Alors que j’erre parmi les rayonnages, je remarque un roman d’Emmanuel Carrère lu il y a plusieurs années, L’Adversaire. Quel roman bouleversant! L’écrivain s’était servi de la forme romanesque pour réécrire l’histoire réelle d’une imposture époustouflante : un homme ayant réussi à berner famille et communauté professionnelle en se faisant passer pour un médecin durant près de 20 ans… pour ensuite entrer dans la peau d’un meurtrier et assassiner sa famille comme solution pour mettre fin à son mensonge insoutenable. À l’époque, Emmanuel Carrère innovait en empruntant au journalisme d’enquête pour intégrer à la fiction l’histoire tragique d’événements réels. On allait même jusqu’à dire qu’il avait créé un nouveau genre littéraire. De nos jours, les livres fusionnant actualités et intrigues fictives foisonnent. Je pense à L'effet papillon : la cinquième enquête du département V  du Danois Jussi Adler-Olsen qui aborde la fraude fiscale, à Janet Evanovitch et sa série policière Fraude qui s’attaque à la fraude bancaire dans une approche humoristique, aux histoires abracadabrantes de fraude sur Internet telle que celle concoctée par Vincent Malone dans son roman Les milliards de dollars de Léon Robillard. Quelle triste réalité (ou fiction?)!
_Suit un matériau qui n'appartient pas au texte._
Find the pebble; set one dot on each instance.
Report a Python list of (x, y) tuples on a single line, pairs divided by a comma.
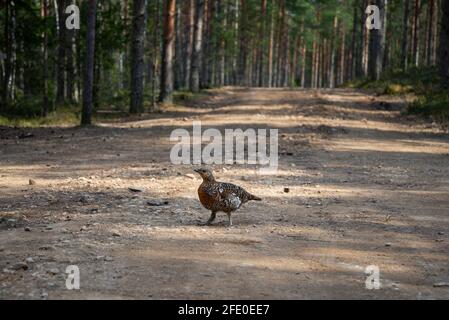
[(441, 285), (29, 260), (19, 266), (53, 271)]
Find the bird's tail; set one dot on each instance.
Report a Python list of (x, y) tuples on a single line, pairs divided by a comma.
[(254, 198)]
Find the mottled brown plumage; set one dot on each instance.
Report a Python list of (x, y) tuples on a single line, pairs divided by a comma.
[(221, 197)]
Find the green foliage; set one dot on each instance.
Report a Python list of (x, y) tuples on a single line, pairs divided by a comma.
[(431, 100)]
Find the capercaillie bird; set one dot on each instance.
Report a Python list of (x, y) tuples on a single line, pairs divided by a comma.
[(221, 197)]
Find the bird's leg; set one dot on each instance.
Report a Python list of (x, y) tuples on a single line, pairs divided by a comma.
[(230, 219), (212, 218)]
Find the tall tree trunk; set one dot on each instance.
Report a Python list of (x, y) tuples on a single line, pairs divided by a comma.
[(86, 118), (342, 68), (303, 65), (365, 41), (155, 54), (7, 72), (416, 33), (260, 57), (333, 54), (60, 65), (405, 32), (271, 47), (433, 16), (70, 69), (190, 30), (444, 45), (167, 52), (45, 99), (137, 56), (198, 39), (378, 42), (354, 54)]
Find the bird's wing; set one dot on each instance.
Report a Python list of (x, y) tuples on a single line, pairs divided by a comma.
[(232, 195)]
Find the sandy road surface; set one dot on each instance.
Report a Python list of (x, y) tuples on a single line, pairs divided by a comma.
[(367, 187)]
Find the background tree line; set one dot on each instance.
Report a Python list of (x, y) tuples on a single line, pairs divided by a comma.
[(139, 52)]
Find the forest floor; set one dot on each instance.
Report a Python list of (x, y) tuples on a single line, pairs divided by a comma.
[(368, 186)]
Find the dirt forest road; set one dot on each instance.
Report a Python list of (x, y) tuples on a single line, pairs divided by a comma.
[(368, 186)]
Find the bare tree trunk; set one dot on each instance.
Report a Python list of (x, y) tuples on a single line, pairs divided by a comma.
[(137, 56), (167, 52), (378, 43), (86, 118), (45, 100), (444, 45), (61, 66), (198, 38), (416, 38), (271, 48), (333, 55), (7, 72), (190, 30), (433, 16), (365, 42), (405, 32), (303, 65), (155, 56), (342, 73), (260, 57), (354, 54)]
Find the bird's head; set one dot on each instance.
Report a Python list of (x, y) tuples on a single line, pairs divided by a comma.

Et si pour renouer avec des considérations financières positives j’empruntais Le bonheur comme plan d'affaires de Jean-François Ouellet? Il présente des entrepreneurs québécois au parcours innovant et heureux! Ou encore Ma vie en mouvement de Monique F. Leroux qui relate l’histoire inspirante de la première femme à la tête du Mouvement Desjardins.

Étrange comme ma quête à connotation financière se poursuit malgré moi lorsque je bouquine autour du présentoir à nouveautés. Les titres viennent littéralement à moi…

D’abord avec Une escroquerie légalisée : précis sur les "paradis fiscaux" (un peu intense comme lecture de fin de semaine, je décide de laisser tomber) et ensuite sous la forme d’une question subliminale qui monopolise aussitôt mes pensées : En as-tu vraiment besoin? Un essai original sur les habitudes de consommation publié stratégiquement juste avant la période de surconsommation associée aux Fêtes. Tiens, tiens…

En as-tu vraiment besoin? J’ai besoin d’un bon livre pour me détendre, oui!

Et voilà que posant à nouveau les yeux sur le présentoir à nouveautés, un titre attrayant s’impose à moi : le tout dernier titre de Sophie Kinsella, L'accro du shopping à la [à ma!] rescousse!  Là tu parles!

Je souris en me disant que j’adhère parfaitement à la maxime de l’auteur américain John Vance : « Ma richesse est ma bibliothèque ».